「兄よ、ジェイテクトって大丈夫?」のTVCMでお馴染みのジェイテクトは、ベアリングの会社、工作機械の会社が一緒になり、持ち前の技術を生かしてEPS (電動パワーステアリング)のパイオニアとして、No.1サプライヤーとなった会社だ。高耐熱リチウムイオンキャパシタは、ニーズから生まれた技術がシーズになり、新たな需要を生み出した好例だ。




TEXT:世良耕太(Kota SERA)


PHOTO:山上博也(Hiroya YAMAGAMI)

 ジェイテクトは2017 年の「人くる展」で、高耐熱リチウムイオンキャパシタを初出展した(18年も同技術を展示)。同社は軽自動車から大型セダンまで、さまざまなタイプの電動パワーステアリング(EPS)を供給しているが、もっと大きな、例えば車重が3t を超えるようなSUV やピックアップトラックにEPS を適用しようとした場合、12V 電源では充分な軸力を発生させることができない。そこで、リチウムイオンキャパシタの6V を加えて18V に昇圧し、大型車にEPS を適用できるだけの出力を得ようという発想である。当初、ジェイテクトは外部に開発を依頼したが、耐熱性の問題をクリアできず(冷却システムレスにしたかった)、自社で開発する決断を下した。

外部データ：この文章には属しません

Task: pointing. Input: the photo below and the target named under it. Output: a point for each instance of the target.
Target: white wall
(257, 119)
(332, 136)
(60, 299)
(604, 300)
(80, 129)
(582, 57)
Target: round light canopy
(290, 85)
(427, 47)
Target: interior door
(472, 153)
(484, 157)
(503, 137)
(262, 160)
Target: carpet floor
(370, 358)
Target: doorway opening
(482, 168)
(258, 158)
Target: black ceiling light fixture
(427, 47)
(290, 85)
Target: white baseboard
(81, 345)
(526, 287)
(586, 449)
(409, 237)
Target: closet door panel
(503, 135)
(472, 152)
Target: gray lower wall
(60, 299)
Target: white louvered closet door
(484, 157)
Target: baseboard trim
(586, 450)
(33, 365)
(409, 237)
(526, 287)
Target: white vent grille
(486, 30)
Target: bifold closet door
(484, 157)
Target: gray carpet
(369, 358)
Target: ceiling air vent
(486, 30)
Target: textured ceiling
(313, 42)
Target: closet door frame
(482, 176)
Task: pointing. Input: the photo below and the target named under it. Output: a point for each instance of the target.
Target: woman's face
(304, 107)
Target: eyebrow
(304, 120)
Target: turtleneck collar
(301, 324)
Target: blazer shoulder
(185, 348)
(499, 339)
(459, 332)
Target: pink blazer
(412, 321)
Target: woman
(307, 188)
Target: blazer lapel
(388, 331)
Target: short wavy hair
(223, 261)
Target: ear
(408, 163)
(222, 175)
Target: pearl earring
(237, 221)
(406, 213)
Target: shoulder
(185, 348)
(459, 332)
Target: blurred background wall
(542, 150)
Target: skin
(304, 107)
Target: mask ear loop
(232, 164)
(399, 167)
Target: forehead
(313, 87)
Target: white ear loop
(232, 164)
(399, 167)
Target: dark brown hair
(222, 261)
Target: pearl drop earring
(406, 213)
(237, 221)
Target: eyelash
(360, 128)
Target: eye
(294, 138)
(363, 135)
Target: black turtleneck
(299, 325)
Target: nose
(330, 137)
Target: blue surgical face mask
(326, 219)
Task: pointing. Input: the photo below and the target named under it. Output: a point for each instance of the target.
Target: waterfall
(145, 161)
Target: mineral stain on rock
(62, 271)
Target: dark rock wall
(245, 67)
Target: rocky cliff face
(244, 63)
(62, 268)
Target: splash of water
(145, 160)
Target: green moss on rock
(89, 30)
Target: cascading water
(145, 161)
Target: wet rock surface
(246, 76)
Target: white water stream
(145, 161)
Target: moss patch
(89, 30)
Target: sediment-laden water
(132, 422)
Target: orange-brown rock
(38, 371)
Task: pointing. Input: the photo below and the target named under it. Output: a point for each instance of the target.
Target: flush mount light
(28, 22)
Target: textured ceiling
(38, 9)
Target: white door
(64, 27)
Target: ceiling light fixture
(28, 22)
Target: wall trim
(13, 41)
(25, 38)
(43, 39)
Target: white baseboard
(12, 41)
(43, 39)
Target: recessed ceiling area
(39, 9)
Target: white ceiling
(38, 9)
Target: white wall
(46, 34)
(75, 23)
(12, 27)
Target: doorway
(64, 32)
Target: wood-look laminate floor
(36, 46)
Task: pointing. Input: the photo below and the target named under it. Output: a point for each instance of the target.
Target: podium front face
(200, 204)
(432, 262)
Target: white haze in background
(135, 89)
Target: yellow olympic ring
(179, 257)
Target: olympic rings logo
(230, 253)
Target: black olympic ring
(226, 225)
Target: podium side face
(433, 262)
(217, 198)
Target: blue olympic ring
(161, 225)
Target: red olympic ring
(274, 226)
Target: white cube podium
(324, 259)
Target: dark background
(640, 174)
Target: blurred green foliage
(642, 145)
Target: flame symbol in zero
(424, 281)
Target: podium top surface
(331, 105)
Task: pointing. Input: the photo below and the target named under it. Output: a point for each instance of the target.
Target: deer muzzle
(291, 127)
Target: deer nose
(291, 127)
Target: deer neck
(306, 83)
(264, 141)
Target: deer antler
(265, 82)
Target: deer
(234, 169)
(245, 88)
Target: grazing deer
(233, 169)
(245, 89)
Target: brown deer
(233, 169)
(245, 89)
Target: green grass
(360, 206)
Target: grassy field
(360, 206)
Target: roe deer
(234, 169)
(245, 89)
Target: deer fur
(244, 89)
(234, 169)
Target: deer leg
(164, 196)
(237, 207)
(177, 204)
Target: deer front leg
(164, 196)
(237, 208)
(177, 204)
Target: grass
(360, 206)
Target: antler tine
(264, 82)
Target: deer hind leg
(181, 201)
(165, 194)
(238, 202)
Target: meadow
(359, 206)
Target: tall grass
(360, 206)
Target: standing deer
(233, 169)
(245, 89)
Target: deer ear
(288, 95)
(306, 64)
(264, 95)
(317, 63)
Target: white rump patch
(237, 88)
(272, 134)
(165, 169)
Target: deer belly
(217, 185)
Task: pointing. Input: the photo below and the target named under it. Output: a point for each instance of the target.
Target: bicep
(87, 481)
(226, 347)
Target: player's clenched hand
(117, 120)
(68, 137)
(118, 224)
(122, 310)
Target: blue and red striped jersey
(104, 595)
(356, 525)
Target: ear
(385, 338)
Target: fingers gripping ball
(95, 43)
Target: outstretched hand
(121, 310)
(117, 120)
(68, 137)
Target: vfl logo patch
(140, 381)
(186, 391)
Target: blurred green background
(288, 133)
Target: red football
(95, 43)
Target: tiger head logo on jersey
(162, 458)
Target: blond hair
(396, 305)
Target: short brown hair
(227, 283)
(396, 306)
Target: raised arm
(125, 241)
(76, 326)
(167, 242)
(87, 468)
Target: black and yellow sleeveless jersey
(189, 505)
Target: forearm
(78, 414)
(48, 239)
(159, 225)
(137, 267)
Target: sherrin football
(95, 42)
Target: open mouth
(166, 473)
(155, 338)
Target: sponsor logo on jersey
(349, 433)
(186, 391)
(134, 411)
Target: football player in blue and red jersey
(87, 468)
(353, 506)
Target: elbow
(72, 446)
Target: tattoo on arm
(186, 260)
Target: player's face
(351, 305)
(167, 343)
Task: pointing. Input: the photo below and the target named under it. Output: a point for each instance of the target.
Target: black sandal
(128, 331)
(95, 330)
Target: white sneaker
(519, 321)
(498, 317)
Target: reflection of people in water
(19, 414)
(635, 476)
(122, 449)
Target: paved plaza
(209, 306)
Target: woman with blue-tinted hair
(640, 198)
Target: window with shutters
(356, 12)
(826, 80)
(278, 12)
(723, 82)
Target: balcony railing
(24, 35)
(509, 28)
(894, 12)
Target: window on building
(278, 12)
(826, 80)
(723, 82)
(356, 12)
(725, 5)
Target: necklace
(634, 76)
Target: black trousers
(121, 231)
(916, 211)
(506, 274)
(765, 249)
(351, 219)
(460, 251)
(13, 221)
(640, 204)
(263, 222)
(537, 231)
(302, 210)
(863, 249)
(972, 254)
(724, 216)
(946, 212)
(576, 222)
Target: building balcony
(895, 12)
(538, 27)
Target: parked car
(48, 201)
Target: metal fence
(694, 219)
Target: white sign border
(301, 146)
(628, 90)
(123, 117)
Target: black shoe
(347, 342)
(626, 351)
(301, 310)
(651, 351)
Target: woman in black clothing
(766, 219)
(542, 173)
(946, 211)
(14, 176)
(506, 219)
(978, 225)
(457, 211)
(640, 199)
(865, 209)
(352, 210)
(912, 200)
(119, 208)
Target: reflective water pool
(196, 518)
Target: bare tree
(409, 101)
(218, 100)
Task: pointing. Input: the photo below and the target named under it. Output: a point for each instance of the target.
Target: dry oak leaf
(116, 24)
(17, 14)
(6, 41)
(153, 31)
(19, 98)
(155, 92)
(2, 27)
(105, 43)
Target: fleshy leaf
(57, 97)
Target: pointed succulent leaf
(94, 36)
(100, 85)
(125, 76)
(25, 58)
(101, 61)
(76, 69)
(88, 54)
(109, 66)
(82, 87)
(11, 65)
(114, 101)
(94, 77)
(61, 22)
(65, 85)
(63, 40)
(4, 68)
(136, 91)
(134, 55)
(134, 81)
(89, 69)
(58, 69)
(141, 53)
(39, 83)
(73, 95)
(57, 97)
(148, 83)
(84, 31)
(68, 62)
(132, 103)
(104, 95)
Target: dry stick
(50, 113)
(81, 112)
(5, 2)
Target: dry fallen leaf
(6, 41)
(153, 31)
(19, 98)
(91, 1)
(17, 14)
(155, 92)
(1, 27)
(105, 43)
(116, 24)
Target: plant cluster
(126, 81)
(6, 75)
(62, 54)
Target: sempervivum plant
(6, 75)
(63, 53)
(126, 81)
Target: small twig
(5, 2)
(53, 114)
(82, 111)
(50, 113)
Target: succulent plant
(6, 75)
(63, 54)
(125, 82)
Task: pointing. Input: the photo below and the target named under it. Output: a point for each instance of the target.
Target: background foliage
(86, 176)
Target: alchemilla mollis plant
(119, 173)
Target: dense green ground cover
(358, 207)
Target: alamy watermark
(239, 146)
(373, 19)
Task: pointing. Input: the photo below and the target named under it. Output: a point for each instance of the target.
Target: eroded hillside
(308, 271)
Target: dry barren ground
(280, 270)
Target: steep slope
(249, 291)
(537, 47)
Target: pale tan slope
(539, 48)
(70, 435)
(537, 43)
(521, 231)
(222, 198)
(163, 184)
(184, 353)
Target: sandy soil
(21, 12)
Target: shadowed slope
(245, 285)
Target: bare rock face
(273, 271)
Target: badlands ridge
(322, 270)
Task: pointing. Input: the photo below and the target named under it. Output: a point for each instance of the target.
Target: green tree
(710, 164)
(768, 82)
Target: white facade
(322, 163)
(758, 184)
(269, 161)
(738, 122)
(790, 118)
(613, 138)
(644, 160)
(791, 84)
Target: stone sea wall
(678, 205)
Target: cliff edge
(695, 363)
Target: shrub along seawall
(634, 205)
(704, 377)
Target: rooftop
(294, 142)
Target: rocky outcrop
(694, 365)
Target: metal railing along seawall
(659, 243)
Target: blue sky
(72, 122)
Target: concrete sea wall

 自社での高耐熱リチウムイオンキャパシタができ、発表をすると、大きな車両への適用範囲の拡大だけでなく、バッテリーが失陥した際のバックアップ電源としての用途が見いだされた。また、高耐熱性能が注目を集め、建設機械や鉄道からも引き合いがあった。-40℃の極低温特性を兼ね備えていることから、除雪車やスノーモービルへの適用も期待できる。「まぐろの冷凍倉庫の中で動かせる自動搬送ロボットを作りたいという話もあります」と技術者は説明した。過酷な環境に耐えられる電源が出てきたことで、さまざまな分野でブレイクスルーが期待できる。高耐熱リチウムイオンキャパシタは、多様な可能性を秘めた新技術だ。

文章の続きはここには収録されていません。